The seeing of sights is unavoidable—a matter of common courtesy as well as of interest. Our tour was to begin with St Francis’s Church, started in 1502, soon after the Portuguese had established a trading station here—the first church to be built in India by Europeans. We set out for it on foot by the road to the Willingdon Island Bridge (which links the island with Mattancheri), and thence to Fort Cochin. In the event it was the experience of this morning walk that counted: the clamour and the colour of the narrow streets; the sight of the morning train from Alleppey shouldering aside the buffaloes and the egrets on the tracks; the field packed with circus elephants; the auto-rickshaws charging through glinting laterite dust; the limbs thrust through the windows of jam-packed buses, the rampaging juggernauts, the suicidal cyclists; the resigned cows locked into the streams of embattled traffic; the crashing outcry from the cinema loudspeakers on every corner.
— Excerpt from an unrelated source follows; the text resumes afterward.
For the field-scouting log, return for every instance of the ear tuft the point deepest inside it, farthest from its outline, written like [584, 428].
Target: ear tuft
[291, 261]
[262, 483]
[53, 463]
A bus station released a flock of office-bound girls into the street ahead; as they came towards us swathed in their multicoloured saris, their feet, concealed in stirrings of dust, seemed hardly to move. A man hosed down a truck painted all over with tigers. An old election poster depicted the fathers of Marxist socialism sitting garlanded under ceremonial umbrellas. Surely these were the sights I had come to see?

The Church of St Francis came into view in an oasis of space within what must be one of the densest concentrations of humanity on earth. When they took over from the Dutch (who had in turn replaced the Portuguese) at the end of the eighteenth century, the British tried with some success to create an image of rural England from which crowds were banished. Here was the village green, the peace, the shade, the large houses in their gardens behind high walls. The church is vast and solid, with an empty tomb that once held the bones of Vasco da Gama.

Three church officials are ready to greet occasional visitors, to display the palm-leaf authorisation ill-advisedly given by the Raja of the day, permitting the Portuguese to settle here. Inside a harmonium wheezes softly out of sight. Outside only the crows disturb the silence, and a few mild cows crop the blond stubble where once there was a cricket pitch. Here, one draws in the aroma of the past with every breath.

The Chinese fishing nets, on view all along the shore from where we stood, were another of the sights. Nets like these were brought to Cochin at the time of Kublai Khan, and the ones I saw were identical in their spindly construction and mode of operation to those still found in less advanced parts of the Chinese homeland. Stretched between claws of wood, they seemed suspended like the flowers of a monstrous blue convolvulus over the sea. At short intervals, when the tide was in, each net would be lowered into the water, then hauled back by the team straining at the levers to disclose a pouchful of tiddlers, worth a rupee or so, which would be split six ways. Across the water, on Willingdon Island, a saccharine Portuguese church with three baroque towers sparkled among the palms. ‘The fishermen are all Christians,’ Mr Williams said, ‘and are very poor. They are showing a lesson in devotion in money spent on places of worship.’